WunderGraph initially built a software development kit (SDK) to unify multiple APIs, including GraphQL, REST, SOAP, and databases like MySQL. In 2023, the company raised a $3 million seed round to power the API revolution by building a "GitHub for APIs" – a platform for people to collaborate, share, and explore APIs. However, Apollo's decision to change its federation product from an open-source MIT license to a proprietary "source available" Elastic License created an opportunity for WunderGraph to fill the gap.
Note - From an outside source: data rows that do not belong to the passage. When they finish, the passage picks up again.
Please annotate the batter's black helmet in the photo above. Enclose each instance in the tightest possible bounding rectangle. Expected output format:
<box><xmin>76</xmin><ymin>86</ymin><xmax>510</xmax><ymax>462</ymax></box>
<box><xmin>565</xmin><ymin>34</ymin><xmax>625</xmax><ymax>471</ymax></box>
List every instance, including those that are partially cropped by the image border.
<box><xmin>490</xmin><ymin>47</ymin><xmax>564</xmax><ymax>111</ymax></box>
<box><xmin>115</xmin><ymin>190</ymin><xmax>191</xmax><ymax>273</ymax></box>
WunderGraph debuted Cosmo, an open-source alternative to Apollo Federation, in late 2023. As the core maintainer and contributor of its open-source effort, the company sells hosting and premium support and services, which might include help with integrating databases, analytics, authentication, and observability. Larger companies can build their own version of Cosmo in-house, but they would likely prefer to use WunderGraph's supported solution, backed by robust service-level agreements (SLAs).

The partnership with eBay has proven fruitful, with eBay providing direct design input to WunderGraph. This two-way process enables eBay to get the flexibility of an open-source GraphQL federation that suits its needs, while WunderGraph gains expertise in building a product that can be integrated into companies like eBay, which have specific requirements.

With the fresh $7.5 million in funding, WunderGraph plans to grow its 20-strong workforce and double down on its open-source GraphQL federation with additional tools that help distributed teams work more efficiently. The company believes that open source is the future of API management, and enterprises are demanding transparency, flexibility, and control.

WunderGraph's commitment to open-source development is expected to attract big-name customers that don't want to be locked into proprietary products. As the company scales, it's building the essential plumbing for the world's biggest platforms, and this funding allows it to do so while keeping its commitment to open-source development.